DNM Maybe working migrations #30980

jkosh44 · 2025-01-08T20:51:35Z

Motivation

Tips for reviewer

Checklist

This PR has adequate test coverage / QA involvement has been duly considered. (trigger-ci for additional test/nightly runs)
This PR has an associated up-to-date design doc, is a design doc (template), or is sufficiently small to not require a design.
If this PR evolves an existing $T ⇔ Proto$T mapping (possibly in a backwards-incompatible way), then it is tagged with a T-proto label.
If this PR will require changes to cloud orchestration or tests, there is a companion cloud PR to account for those changes that is tagged with the release-blocker label (example).
If this PR includes major user-facing behavior changes, I have pinged the relevant PM to schedule a changelog post.
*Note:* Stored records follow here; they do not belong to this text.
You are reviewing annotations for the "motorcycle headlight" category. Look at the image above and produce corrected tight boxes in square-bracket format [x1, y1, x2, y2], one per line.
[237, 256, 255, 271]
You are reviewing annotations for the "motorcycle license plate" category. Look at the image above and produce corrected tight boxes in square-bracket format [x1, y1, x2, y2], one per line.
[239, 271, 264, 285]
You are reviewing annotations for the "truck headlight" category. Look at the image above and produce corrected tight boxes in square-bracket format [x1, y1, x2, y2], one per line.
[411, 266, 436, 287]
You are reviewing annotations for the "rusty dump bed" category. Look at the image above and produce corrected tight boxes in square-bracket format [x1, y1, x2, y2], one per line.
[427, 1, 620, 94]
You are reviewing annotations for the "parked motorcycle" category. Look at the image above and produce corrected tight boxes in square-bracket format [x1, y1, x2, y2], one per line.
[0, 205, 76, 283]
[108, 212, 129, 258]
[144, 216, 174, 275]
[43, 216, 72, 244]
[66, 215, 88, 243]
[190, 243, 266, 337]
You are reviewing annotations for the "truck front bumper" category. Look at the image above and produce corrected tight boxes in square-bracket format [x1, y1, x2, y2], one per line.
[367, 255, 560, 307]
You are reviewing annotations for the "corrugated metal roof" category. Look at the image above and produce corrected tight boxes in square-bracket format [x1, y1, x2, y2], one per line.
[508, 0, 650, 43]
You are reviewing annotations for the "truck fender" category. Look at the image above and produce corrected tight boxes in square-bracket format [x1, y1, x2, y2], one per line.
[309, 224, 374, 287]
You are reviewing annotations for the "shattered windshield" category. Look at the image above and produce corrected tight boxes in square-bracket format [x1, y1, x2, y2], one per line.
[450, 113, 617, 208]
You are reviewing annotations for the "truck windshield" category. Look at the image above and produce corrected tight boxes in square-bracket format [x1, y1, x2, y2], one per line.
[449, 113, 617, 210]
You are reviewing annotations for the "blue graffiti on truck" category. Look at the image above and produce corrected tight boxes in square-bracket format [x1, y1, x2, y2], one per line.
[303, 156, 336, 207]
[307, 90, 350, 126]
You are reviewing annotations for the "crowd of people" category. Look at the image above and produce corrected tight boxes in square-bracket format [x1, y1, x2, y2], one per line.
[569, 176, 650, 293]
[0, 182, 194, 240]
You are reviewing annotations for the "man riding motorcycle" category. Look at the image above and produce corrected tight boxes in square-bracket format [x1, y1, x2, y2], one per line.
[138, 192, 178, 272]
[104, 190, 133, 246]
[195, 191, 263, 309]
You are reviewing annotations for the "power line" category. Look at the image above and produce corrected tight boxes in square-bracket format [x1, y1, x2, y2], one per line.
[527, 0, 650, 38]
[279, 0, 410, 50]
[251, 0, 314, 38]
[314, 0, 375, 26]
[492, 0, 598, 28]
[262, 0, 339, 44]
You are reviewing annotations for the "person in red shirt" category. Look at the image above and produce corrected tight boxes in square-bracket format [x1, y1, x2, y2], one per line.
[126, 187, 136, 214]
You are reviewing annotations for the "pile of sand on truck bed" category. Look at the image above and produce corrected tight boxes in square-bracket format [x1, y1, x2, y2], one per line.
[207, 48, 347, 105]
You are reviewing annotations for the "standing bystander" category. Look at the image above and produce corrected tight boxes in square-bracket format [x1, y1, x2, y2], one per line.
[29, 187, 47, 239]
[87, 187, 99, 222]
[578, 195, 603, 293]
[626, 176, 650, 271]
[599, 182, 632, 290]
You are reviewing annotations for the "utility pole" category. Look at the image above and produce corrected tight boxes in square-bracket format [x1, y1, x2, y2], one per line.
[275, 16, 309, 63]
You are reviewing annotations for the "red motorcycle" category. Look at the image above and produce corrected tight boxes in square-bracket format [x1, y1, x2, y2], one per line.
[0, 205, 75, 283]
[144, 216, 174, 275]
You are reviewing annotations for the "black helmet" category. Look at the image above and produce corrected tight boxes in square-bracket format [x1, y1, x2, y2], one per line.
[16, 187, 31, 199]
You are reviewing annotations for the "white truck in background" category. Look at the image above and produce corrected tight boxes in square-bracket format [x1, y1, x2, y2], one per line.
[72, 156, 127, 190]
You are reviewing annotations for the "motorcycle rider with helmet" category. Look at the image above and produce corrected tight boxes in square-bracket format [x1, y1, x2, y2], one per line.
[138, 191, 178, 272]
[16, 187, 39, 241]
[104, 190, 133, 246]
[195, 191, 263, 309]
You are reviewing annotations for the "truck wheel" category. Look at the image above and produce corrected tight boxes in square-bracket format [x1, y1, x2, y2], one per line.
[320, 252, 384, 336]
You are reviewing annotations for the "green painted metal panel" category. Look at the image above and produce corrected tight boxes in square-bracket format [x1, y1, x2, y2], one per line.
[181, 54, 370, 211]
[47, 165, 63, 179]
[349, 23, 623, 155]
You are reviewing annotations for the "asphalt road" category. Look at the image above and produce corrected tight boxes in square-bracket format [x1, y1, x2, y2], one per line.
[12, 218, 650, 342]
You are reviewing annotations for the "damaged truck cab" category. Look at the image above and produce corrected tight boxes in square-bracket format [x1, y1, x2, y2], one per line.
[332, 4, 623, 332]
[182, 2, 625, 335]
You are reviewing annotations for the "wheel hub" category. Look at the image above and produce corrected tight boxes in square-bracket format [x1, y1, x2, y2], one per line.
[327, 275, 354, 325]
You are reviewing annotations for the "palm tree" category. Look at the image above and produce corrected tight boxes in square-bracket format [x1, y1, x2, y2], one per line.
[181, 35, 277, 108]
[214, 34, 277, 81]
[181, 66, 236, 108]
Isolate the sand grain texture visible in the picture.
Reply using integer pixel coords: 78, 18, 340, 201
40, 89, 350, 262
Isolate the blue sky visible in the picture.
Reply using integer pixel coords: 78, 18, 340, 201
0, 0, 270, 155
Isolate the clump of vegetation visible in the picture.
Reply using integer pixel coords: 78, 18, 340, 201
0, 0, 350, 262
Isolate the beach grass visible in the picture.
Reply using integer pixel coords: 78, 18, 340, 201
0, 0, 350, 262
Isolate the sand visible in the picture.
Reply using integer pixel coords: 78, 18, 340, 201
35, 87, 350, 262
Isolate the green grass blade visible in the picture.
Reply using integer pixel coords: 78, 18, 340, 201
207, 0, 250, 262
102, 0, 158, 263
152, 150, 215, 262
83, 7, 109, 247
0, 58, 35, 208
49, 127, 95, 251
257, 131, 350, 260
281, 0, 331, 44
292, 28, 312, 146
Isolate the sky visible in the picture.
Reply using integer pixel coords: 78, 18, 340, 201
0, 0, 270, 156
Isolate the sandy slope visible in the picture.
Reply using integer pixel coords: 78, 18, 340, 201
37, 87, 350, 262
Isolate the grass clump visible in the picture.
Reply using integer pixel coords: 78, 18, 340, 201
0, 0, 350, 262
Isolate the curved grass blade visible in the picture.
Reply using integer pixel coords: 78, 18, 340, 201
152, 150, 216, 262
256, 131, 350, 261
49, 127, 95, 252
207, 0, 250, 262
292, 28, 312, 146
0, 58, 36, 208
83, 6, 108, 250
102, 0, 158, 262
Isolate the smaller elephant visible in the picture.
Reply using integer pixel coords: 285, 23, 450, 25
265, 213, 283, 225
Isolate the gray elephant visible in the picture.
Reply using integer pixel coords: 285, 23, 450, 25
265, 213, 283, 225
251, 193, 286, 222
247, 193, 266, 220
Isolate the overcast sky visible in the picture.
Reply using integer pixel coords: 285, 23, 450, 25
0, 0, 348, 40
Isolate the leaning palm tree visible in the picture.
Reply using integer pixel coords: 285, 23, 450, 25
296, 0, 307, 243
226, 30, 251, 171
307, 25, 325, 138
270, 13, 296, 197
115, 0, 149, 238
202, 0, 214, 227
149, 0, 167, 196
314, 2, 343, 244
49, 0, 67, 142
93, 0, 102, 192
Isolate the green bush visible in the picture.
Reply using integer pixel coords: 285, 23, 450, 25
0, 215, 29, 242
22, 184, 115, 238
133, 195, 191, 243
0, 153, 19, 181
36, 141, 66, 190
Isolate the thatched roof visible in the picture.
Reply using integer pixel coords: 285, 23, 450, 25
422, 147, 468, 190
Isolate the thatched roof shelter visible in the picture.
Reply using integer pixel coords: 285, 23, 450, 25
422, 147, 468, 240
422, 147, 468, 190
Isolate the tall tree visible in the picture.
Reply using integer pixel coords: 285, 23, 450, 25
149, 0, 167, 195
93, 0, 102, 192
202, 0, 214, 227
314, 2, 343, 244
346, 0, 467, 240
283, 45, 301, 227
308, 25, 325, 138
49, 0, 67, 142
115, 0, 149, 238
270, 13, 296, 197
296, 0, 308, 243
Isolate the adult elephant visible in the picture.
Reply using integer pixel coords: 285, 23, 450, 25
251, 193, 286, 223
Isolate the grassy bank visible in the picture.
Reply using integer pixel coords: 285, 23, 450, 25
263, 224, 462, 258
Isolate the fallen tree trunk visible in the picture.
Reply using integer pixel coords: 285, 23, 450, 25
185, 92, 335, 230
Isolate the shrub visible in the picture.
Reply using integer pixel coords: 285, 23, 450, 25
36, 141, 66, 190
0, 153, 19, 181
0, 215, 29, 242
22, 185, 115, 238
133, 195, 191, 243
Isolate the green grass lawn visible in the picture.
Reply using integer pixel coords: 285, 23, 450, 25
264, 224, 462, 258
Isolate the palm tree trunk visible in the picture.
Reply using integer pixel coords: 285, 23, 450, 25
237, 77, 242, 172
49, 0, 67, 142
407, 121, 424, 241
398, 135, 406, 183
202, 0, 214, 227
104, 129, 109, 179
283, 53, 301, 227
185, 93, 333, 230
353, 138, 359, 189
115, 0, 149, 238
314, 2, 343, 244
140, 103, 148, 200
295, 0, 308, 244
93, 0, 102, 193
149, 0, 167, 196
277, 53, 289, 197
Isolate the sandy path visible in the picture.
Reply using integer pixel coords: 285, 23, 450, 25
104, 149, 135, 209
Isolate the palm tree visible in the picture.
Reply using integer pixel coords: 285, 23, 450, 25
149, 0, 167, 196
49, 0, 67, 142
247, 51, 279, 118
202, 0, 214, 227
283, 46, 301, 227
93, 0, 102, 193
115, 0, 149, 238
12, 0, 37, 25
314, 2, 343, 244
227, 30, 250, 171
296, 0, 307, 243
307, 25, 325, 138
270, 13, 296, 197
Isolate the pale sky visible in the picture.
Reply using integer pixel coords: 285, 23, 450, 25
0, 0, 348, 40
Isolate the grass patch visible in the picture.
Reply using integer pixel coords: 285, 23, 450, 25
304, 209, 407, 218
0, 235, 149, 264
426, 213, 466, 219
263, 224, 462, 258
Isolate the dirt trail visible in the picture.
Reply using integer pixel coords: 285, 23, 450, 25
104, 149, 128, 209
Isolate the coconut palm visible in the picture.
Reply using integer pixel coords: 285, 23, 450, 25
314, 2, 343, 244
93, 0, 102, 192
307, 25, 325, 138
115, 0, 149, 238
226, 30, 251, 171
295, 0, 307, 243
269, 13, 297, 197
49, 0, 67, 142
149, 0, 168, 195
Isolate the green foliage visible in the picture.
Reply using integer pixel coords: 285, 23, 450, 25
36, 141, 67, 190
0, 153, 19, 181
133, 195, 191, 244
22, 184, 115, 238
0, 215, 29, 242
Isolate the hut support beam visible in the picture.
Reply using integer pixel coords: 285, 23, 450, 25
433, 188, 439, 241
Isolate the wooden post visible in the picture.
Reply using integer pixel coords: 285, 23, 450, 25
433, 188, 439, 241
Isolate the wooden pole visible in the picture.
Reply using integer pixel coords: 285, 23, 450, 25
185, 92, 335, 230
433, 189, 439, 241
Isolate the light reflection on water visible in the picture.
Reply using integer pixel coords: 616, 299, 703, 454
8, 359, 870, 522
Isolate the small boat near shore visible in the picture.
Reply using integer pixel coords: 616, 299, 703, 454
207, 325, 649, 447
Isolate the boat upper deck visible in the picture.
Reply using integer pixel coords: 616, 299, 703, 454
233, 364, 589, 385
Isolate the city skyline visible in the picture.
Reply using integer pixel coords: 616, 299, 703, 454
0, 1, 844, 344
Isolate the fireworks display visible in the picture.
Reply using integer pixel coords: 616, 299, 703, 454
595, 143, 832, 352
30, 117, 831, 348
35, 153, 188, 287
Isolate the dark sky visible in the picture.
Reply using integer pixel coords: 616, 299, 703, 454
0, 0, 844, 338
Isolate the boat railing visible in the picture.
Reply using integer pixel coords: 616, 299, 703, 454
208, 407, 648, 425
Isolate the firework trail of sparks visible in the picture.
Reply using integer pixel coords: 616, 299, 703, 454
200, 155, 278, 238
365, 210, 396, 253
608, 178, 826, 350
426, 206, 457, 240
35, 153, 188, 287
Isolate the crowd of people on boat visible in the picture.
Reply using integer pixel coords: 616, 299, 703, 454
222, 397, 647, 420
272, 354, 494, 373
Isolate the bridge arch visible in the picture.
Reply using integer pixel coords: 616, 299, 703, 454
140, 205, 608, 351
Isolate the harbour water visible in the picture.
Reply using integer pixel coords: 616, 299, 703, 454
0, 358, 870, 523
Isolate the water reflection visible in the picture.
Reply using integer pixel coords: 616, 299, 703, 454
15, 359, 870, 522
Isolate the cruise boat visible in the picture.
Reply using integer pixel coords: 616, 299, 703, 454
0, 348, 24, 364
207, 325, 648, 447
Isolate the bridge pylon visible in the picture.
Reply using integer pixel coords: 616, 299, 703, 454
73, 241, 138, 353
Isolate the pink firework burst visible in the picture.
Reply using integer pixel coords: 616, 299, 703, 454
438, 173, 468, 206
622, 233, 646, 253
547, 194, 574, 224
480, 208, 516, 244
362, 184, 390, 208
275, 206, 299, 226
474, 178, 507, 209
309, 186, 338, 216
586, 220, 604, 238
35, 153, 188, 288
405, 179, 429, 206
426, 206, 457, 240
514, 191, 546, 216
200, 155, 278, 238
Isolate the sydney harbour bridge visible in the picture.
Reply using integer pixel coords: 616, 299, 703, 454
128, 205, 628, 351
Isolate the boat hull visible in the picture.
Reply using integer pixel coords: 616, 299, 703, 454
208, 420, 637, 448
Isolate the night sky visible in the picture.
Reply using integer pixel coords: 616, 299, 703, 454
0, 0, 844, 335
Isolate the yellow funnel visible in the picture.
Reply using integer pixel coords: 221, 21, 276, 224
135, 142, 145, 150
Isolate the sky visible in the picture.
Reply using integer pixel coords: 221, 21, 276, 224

Previously, async storage workers would calculate the as_of of a dataflow from the since of the dataflow's output's remap shards. If there was more than one distinct remap shard among the outputs, then the storage worker would panic. It's expected that the only collection that will ever have a remap shard is the ingestion collection itself. Furthermore, we are planning to remove the ingestion collection from the outputs of the dataflow (in fact there's already a feature flag that does this). If the ingestion is removed from the outputs, then no output will have a remap shard, and the as_of will always be empty. This commit simplifies the existing as_of calculation and fixes the as_of calculation when the ingestion collection is removed from the outputs. It does this by calculating the as_of directly from the ingestion's remap shard. Additionally, it asserts that if any of the outputs have a remap shard, then it must be equal to the ingestion's remap shard. Works towards resolving #MaterializeInc/database-issues/issues/8620

Previously, collection statistics were only initialized for ingestion dataflow outputs. When the `force_source_table_syntax` flag is enabled, the ingestion collection is excluded from the ingestion dataflow outputs. As a result, statistics are never created for the ingestion collection. This causes later parts of the code to panic because it is assumed that all ingestion collections have statistics initialized. This commit fixes the issue by ensuring that statistics are always initialized for ingestion collections, even if it's not included in the dataflow outputs. Works towards resolving #MaterializeInc/database-issues/issues/8620

This commit changes `ReadHold` to contain sender closure, rather than an `UnboundedSender` directly, for transmitting read hold changes. This provides the abililty to construct `ReadHolds` that are connected to channels with an item type different from `(GlobalId, ChangeBatch)`, performing the necessary transformation inside the closure.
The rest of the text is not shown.